Roasted Butternut Squash and Apple Soup

    •Butternut squash about 1.590 kg, peleed, seeds removed and diced about 3-4 cm •2 Granny Smith apples peeled, seeds removed and sliced into 8 wedges (each apple) •2 Carrots medium/large peeled, halved lengthwise and sliced about 0.5 cm •1 Yellow onion large diced •2 Garlic cloves minced •Olive oil 4tbsp + 2 tbsp •Salt 2 tsp plus for seasoning •Black pepper 2/4 tsp •Vegetable stock 1.400 ltr low sodium Method: 1)Preheat the oven at 210 °C. Line one large baking tray (or two smaller ones) with parchment paper. 2)In a large bowl place the butternut squash cubes . Season lightly with salt and add the 4 tbsp of olive oil.
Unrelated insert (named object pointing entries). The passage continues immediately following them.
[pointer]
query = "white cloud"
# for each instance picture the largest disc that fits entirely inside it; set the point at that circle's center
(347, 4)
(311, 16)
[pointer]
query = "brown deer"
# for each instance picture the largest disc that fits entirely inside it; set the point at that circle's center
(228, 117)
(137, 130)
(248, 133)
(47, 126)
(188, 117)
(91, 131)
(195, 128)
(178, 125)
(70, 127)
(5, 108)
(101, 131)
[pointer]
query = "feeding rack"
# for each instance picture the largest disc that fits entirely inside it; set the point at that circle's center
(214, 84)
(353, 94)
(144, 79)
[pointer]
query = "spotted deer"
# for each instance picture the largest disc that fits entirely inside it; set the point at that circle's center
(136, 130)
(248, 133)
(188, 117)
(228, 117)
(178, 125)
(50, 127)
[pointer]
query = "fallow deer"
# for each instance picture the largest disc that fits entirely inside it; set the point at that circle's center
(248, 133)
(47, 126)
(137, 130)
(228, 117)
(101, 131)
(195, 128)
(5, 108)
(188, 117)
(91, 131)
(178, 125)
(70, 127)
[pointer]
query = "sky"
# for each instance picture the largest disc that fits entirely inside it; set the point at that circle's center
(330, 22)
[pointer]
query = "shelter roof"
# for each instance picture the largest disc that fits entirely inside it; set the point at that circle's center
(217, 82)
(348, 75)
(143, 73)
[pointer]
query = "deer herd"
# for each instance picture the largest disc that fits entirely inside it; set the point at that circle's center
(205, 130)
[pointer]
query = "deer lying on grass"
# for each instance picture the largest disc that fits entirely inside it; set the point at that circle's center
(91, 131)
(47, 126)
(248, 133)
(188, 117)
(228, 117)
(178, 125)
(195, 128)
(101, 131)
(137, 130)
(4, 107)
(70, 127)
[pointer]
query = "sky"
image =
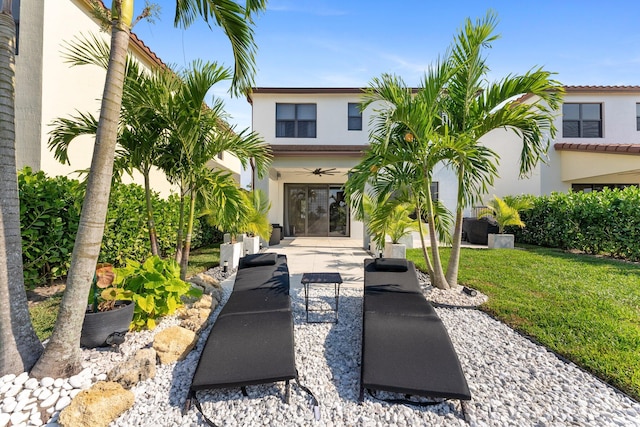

Mix well and transfer the cubes (leaving a little bit of space in between them) onto the baking tray and roast in the oven for 20 minutes. Then, remove the tray from the oven. Flip over the cubes and place the apples wedges in between them. Bring back the tray into the oven and continue roasting for 20 minutes more. 3)In the meantime, pour the 2 tbsp of olive oil in a large pot, over medium high heat. Saute the onion and carrots, stirring often for 5 minutes. Stir in the garlic and cook for 2 minutes more. 4)Pour in the veggie stock and stir. Once it comes to a boil, lower heat to simmer for 30 minutes. 5)Add the roasted squash and apple to the pot. Give everything a good stir, and blend the soup either with a blender or an immersion blender. Laddle the soup into bowls and serve.
    60 Minutes

    • I think… It’s kinda remarkable, the fact that whenever  pumpkins start to appear all over the internet and social media, it kinda marks the beginning of colder days to come. It makes you realize, hey, it is autumn, time for Halloween and pumpkin soup, and some of us, including myself, are looking forward to the winter season. Yes. I. Love. Winter. 

    • This flavourful roasted butternut squash and apple soup is here to accompany you, on those chilly gloomy days, providing you with warmth and comfort.

    • Less is more in this case. Cubes of butternut squash and apple wedges are the main ingredients used in this recipe, amongst a few other ingredients. It’s a simple process, nothing difficult about it at all. Only the squash and apple need a bit of prepping, and that is simply roasting them before adding them to the soup and be blended.

    I’m taking the extra step to roast the butternut squash in this recipe, rather than boiling it directly in the vegetable stock as I truly find that it gets that caramelisation going on and roasting it does enhance and deepens it’s flavour and aroma. 

    Granny Smith? For real? You might say. Well… Yes! For real. It’s tartness pairs beautifully with the sweetness of the squash, it just elevates this soup overall. And what more? The texture is creamy and velvety, with each spoonful you are rewarded with a beautiful balance of flavours.